A Novel Progressive Image Scanning and Reconstruction Scheme based on Compressed Sensing and Linear Prediction
This work addresses a computational bottleneck for progressive image acquisition systems, offering an incremental improvement over existing methods.
The paper tackles the computational intractability of reconstructing high-resolution images from compressed sensing measurements in progressive line-by-line acquisition systems, such as flatbed scanners and remote sensing imagers, by developing an iterative algorithm that uses linear prediction to correlate adjacent rows, resulting in very good reconstruction quality with reasonable complexity.

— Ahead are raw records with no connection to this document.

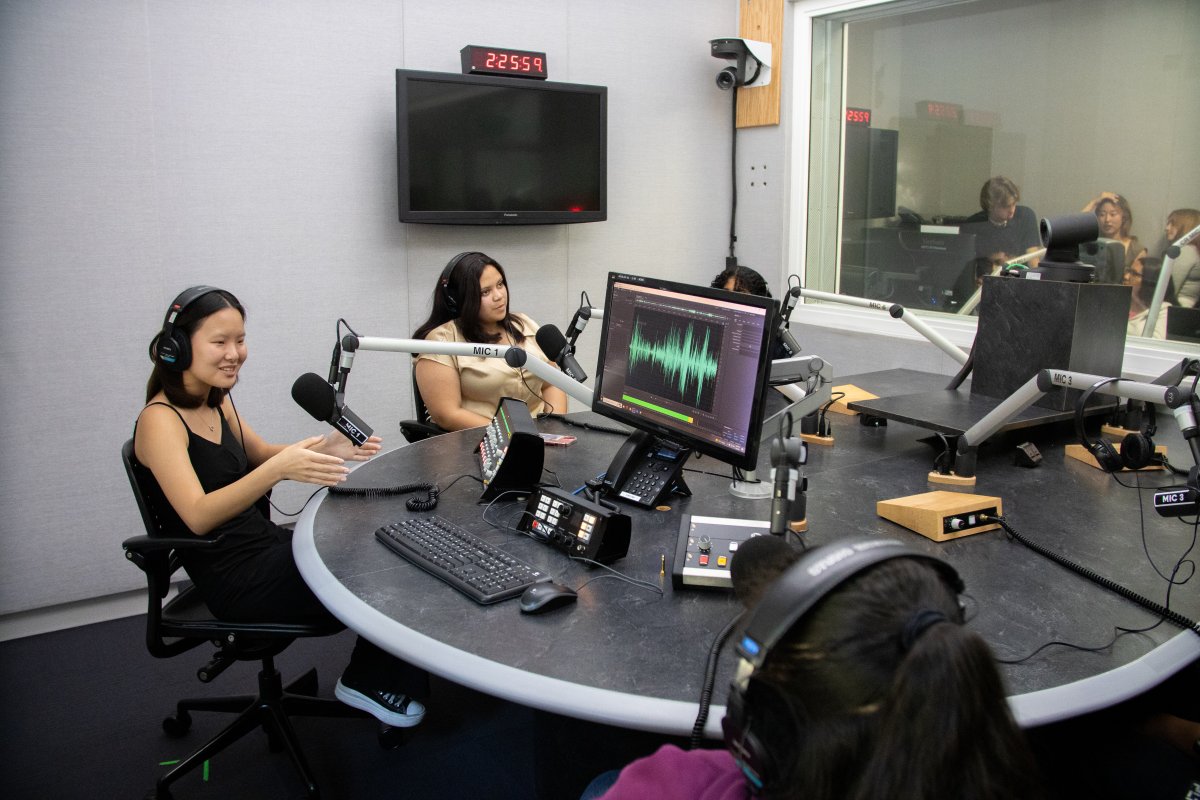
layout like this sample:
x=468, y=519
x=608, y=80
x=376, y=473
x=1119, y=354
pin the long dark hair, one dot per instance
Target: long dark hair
x=744, y=280
x=850, y=711
x=171, y=383
x=463, y=286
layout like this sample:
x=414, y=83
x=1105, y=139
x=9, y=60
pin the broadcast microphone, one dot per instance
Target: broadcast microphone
x=756, y=564
x=579, y=322
x=316, y=396
x=786, y=457
x=553, y=344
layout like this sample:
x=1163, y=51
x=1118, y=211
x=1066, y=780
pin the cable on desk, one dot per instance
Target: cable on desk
x=427, y=503
x=613, y=573
x=1095, y=577
x=577, y=423
x=706, y=692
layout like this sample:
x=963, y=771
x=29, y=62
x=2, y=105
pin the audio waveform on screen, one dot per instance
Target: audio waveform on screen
x=675, y=360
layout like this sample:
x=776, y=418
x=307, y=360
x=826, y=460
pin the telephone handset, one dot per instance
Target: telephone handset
x=646, y=469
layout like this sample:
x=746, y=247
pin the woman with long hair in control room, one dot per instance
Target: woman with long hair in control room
x=216, y=471
x=471, y=304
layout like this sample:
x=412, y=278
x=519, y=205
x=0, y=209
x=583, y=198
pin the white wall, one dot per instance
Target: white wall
x=147, y=146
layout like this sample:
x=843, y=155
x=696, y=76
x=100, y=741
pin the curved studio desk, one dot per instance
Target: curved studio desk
x=625, y=656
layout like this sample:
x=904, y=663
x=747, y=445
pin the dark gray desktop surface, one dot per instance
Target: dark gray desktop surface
x=949, y=410
x=624, y=655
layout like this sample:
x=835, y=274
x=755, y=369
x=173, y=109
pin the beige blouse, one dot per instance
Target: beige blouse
x=484, y=380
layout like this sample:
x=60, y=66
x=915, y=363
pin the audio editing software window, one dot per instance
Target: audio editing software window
x=683, y=361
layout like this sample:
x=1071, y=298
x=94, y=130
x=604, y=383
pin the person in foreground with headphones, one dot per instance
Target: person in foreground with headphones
x=471, y=304
x=856, y=679
x=216, y=471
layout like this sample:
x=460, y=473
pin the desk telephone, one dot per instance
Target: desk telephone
x=646, y=469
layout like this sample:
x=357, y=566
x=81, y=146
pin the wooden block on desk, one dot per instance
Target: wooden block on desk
x=1080, y=453
x=930, y=513
x=814, y=439
x=952, y=479
x=852, y=394
x=1114, y=431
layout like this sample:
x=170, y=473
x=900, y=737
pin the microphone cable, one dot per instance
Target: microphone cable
x=1095, y=577
x=706, y=692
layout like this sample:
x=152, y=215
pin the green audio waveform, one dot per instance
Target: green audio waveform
x=682, y=359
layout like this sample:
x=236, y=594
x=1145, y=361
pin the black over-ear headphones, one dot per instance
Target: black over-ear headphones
x=1137, y=449
x=454, y=305
x=814, y=576
x=173, y=348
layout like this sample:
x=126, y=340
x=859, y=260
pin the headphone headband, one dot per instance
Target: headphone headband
x=814, y=576
x=453, y=304
x=1137, y=449
x=171, y=348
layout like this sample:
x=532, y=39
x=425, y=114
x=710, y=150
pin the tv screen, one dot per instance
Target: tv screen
x=497, y=150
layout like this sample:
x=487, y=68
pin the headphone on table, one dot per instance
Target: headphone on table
x=171, y=347
x=453, y=302
x=1137, y=450
x=804, y=584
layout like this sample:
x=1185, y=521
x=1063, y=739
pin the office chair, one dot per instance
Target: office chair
x=177, y=625
x=423, y=427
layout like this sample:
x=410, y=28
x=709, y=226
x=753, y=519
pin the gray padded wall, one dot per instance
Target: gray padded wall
x=145, y=146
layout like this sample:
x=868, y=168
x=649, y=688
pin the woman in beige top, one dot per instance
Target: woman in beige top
x=1115, y=218
x=471, y=304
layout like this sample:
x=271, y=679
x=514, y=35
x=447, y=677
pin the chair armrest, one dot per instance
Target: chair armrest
x=155, y=543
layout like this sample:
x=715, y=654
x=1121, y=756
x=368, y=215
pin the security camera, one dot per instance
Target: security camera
x=751, y=62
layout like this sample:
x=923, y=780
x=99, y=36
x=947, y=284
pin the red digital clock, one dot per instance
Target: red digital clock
x=503, y=61
x=858, y=116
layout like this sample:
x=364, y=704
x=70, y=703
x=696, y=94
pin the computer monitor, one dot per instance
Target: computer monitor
x=687, y=367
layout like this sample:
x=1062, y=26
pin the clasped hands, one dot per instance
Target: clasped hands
x=322, y=458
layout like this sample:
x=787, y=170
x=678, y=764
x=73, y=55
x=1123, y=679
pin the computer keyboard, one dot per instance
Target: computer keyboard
x=483, y=572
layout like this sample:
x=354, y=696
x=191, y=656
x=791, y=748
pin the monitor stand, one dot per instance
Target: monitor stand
x=751, y=488
x=646, y=469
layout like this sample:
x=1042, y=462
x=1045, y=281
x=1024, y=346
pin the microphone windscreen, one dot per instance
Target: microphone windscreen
x=551, y=341
x=515, y=356
x=315, y=395
x=757, y=563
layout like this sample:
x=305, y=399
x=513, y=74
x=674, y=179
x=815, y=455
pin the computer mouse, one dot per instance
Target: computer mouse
x=545, y=596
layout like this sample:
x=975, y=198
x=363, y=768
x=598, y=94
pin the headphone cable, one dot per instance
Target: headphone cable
x=706, y=693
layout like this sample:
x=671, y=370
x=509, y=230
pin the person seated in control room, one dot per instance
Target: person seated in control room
x=742, y=278
x=877, y=691
x=471, y=304
x=1143, y=276
x=1115, y=220
x=1185, y=266
x=747, y=281
x=1003, y=230
x=215, y=470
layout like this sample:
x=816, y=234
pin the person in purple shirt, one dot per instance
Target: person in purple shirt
x=877, y=690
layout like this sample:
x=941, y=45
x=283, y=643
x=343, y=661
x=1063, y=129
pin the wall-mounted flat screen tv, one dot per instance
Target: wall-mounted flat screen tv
x=495, y=150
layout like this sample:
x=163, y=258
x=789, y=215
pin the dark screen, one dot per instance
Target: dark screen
x=499, y=150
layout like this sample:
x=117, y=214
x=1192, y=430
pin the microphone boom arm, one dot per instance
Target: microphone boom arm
x=551, y=374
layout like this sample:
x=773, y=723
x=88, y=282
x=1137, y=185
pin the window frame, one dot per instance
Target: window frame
x=817, y=29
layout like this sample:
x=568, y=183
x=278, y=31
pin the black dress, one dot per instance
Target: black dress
x=252, y=575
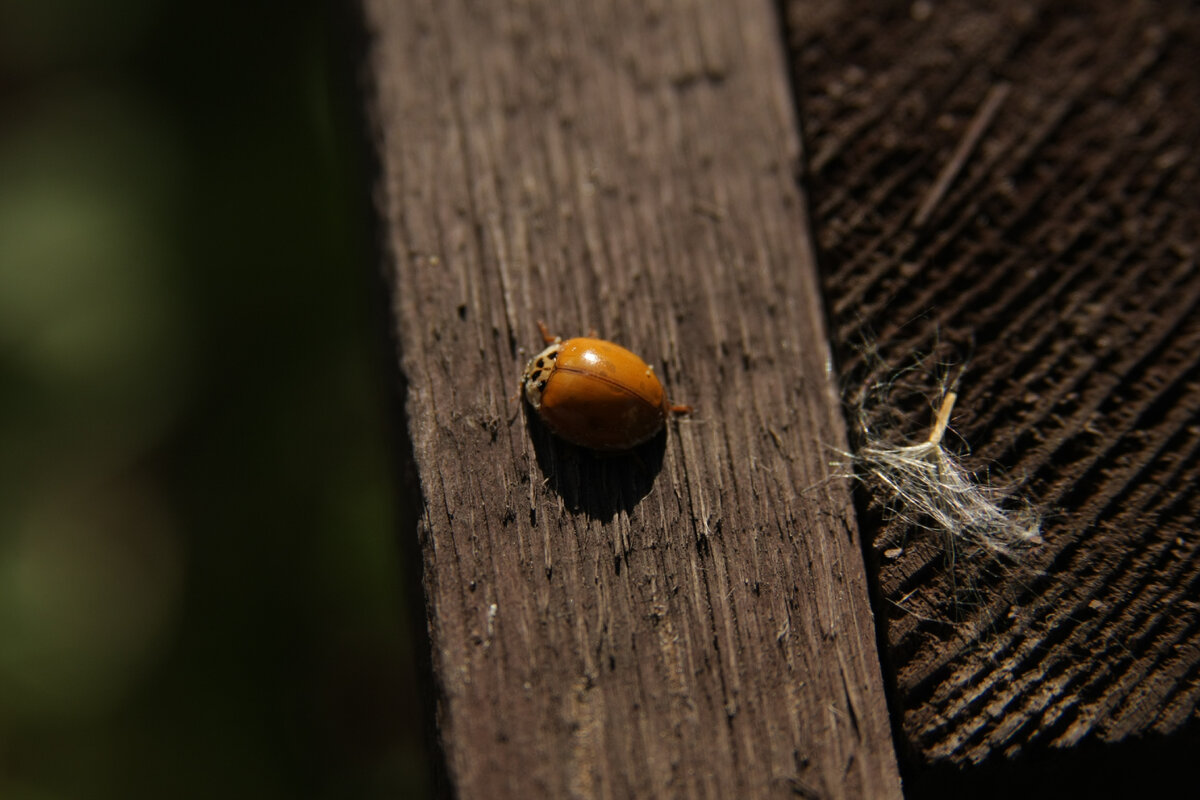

Compressed sensing (CS) is an innovative technique allowing to represent signals through a small number of their linear projections. In this paper we address the application of CS to the scenario of progressive acquisition of 2D visual signals in a line-by-line fashion. This is an important setting which encompasses diverse systems such as flatbed scanners and remote sensing imagers. The use of CS in such setting raises the problem of reconstructing a very high number of samples, as are contained in an image, from their linear projections. Conventional reconstruction algorithms, whose complexity is cubic in the number of samples, are computationally intractable. In this paper we develop an iterative reconstruction algorithm that reconstructs an image by iteratively estimating a row, and correlating adjacent rows by means of linear prediction. We develop suitable predictors and test the proposed algorithm in the context of flatbed scanners and remote sensing imaging systems. We show that this approach can significantly improve the results of separate reconstruction of each row, providing very good reconstruction quality with reasonable complexity.